As Bayer’s new CEO Bill Anderson kicks off his first full year at the helm with an objective to revamp the company, a prominent German trade union is pressing to keep the large conglomerate together.
Germany’s IG BCE is pushing back against a long-rumored potential split of the company’s three segments over concerns of possible German job losses, Reuters reports.
Besides potential job losses, the union takes issue with the possibility of takeovers that could follow if a split weakens Bayer’s individual segments, according to the news service.
The group is similarly wary of Anderson’s plan to hack off multiple layers of middle management by the end of 2024, Reuters reports. During Bayer’s third-quarter earnings call, the new CEO called the 12 layers of management between himself and customers “simply too much.”
“We are redesigning Bayer to focus only on what’s essential for our mission and then getting rid of everything else,” Anderson said on the call.
When the Roche pharma vet took over at Bayer last year, he stressed that “nothing was off the table” in terms of Bayer’s potential future structure. For now, Anderson has said that a simultaneous split of Bayer's pharmaceutical, consumer healthcare and crop sciences divisions would be “not feasible.”
The company will divulge more information on its strategic plans during an investor event slated for March 5.

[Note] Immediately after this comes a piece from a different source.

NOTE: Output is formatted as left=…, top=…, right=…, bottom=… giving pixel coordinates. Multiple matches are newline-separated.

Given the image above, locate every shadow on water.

Letting go of crop sciences might be tricky because of ongoing litigation relating to the Round-Up weedkiller, an asset the company took on when former CEO Werner Baumann acquired Monsanto early on in his tenure. The thousands of lawsuits “might limit the company’s leeway” to spin off or divest the unit, analysts at ODDO BHF wrote in a November note to clients.
Coupled with the failure of a blood thinner prospect in a phase 3 study, the analysts warned that Anderson's options might be limited.
“With a much weaker pipeline in pharma, cash flow from other divisions may now be needed even more to further develop the pipeline and compensate for dwindling revenues from blockbuster drugs losing their exclusivity,” the ODDO team wrote at the time.
Despite the setbacks, Anderson said the events don’t have an impact on Bayer’s “strategic options,” but instead might mean that “some of those conditions are a little tighter than they otherwise would be,” the CEO noted on a November call with investors.
IG BCE is made up of 600,000 members and is one of the eight organizations in the German Trade Union Confederation umbrella.